By Joel Julien
A transgender person from Belize, who was on the way to a regional conference being held in this country, has claimed discrimination by immigration officers at the Piarco International Airport.
Mia Quetzal, a Belizean and regional coordinator of the Caribbean Regional Tran in Action was invited to attend an United Nations Development Programme (UNDP) meeting held in this country 12-13 April.
Quetzal arrived at Piarco International Airport around 4 p.m. on COPA Airlines 411 11 April.
Quetzal was wearing female garments at the time.
When Quetzal's passport was checked, immigration officers questioned why she was listed as a male.
"I am indeed male," Quetzal told the immigration officer.
Quetzal was told to "go stand in a corner" for more than an hour and a half before she was able to leave the airport.
The issue of the alleged discrimination meted out to Quetzal was aired on the Belize national television 7 News on 13 April.
"Recently, we've seen a lot of regional news about friction between Jamaica and Barbados. It's because Jamaican females claim they are being sexually harassed and accused of illicit activity by Barbadian Immigration authorities," the 7 News coverage stated.
"It's become a big deal, because as Caricom member states, Jamaicans should move freely into Barbados or any other Caricom country. And that's how it should be for Belizeans as well. But now, one Belizean gay activist group claims that a Belizean transgender person was sexually discriminated against at Piarco International Airport in Trinidad," the news programme stated.

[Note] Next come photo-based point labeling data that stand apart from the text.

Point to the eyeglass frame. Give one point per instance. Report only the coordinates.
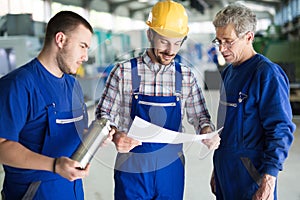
(227, 45)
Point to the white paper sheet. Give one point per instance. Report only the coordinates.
(144, 131)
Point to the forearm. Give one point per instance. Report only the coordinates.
(16, 155)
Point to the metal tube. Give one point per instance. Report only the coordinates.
(97, 133)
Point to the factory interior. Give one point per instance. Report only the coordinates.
(120, 33)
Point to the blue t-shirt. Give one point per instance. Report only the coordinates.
(23, 111)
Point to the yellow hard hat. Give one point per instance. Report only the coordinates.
(169, 19)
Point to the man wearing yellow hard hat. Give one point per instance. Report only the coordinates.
(159, 90)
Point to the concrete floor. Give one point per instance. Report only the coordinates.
(99, 184)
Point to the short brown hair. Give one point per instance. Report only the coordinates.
(64, 21)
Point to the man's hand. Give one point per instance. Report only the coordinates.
(109, 137)
(212, 143)
(266, 189)
(123, 143)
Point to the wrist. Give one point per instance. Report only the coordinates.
(54, 165)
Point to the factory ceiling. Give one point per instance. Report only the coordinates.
(198, 10)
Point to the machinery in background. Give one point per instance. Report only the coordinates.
(285, 52)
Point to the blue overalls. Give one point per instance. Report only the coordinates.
(237, 167)
(61, 139)
(152, 170)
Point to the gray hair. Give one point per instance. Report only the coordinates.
(242, 18)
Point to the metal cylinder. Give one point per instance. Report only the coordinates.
(97, 133)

Caleb Orozco, the executive president of the United Belize Advocacy Movement, has described the incident as "deliberate humiliation".
"This person had her documents together. She changed her picture to present how she looks in person, she had the correct name. Yet she was treated like a dog," Orozco stated in a letter yesterday.Colin Robinson, the spokesman for the Coalition Advocating for the Inclusion of Sexual Orientation (CAISO) of Trinidad and Tobago, described the incident as an "embarrassment to the country".

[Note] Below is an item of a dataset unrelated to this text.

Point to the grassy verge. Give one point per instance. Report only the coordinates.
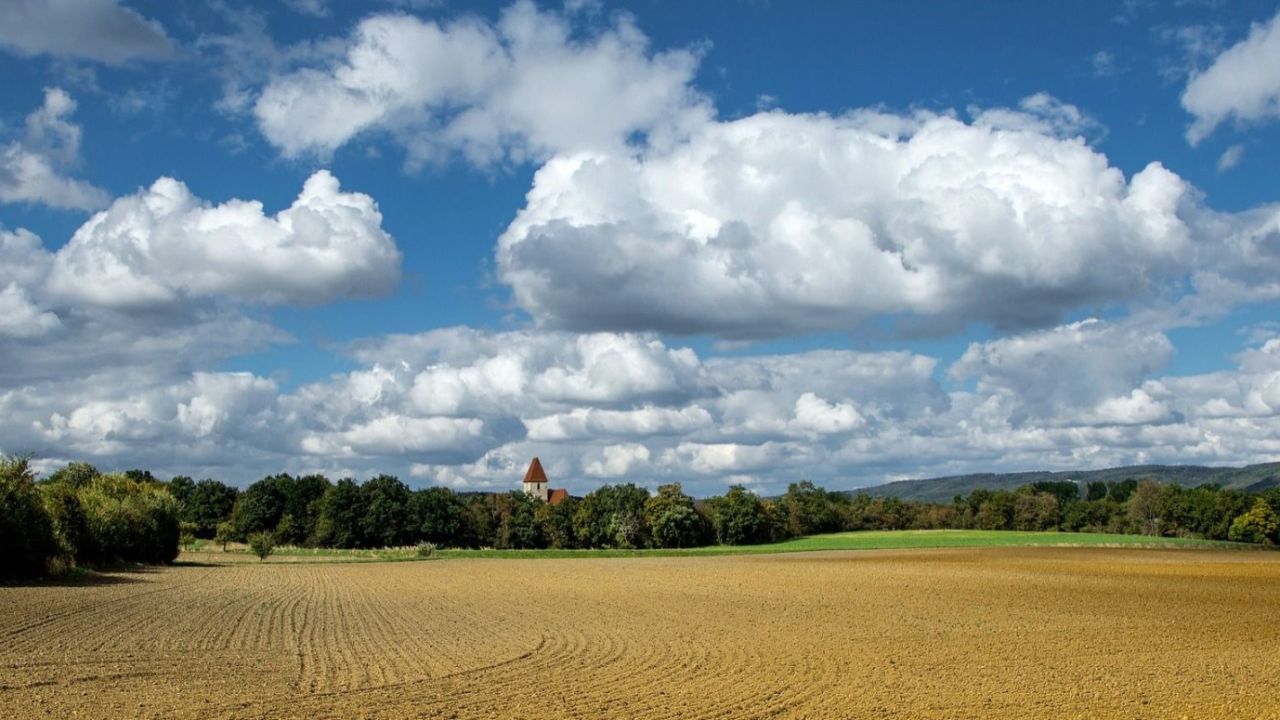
(878, 540)
(240, 552)
(869, 540)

"For us to simply allow another Belizean to be humiliated in another Caricom country is not only a disgrace but an insult to our national sovereignty," Orozco stated.

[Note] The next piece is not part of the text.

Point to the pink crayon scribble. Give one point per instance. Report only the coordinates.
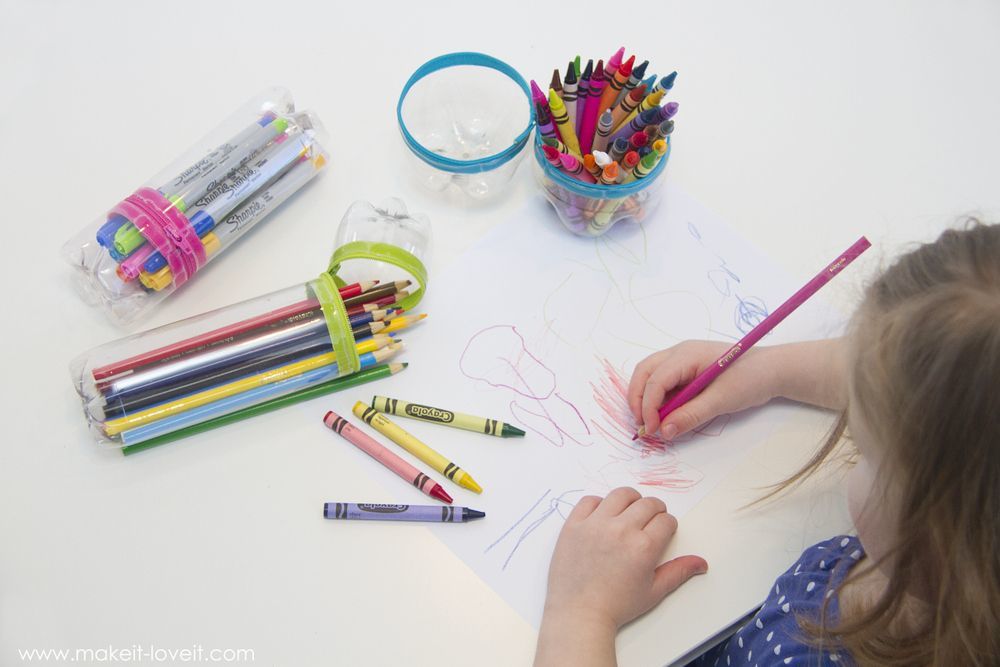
(499, 357)
(658, 459)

"It's an embarrassment to the country. Clearly unprofessional no need to shame and embarrass people for who they are," Robinson said in a telephone interview yesterday.Calls to Chief Immigration Officer Andy Edwards for a comment on the issue proved futile up to presstime.
"My hope is that it will spur the Ministry of National Security to improve sensitivity to other Caricom nationals. Our hope is it is an opportunity for education for sexual and gender diversity and that the immigration officials appropriate training to deal with the issue," he said.
"The Prime Minister (Kamla Persad-Bissessar) needs to figure out if we want to be a first class nation or an international embarrassment," Robinson said.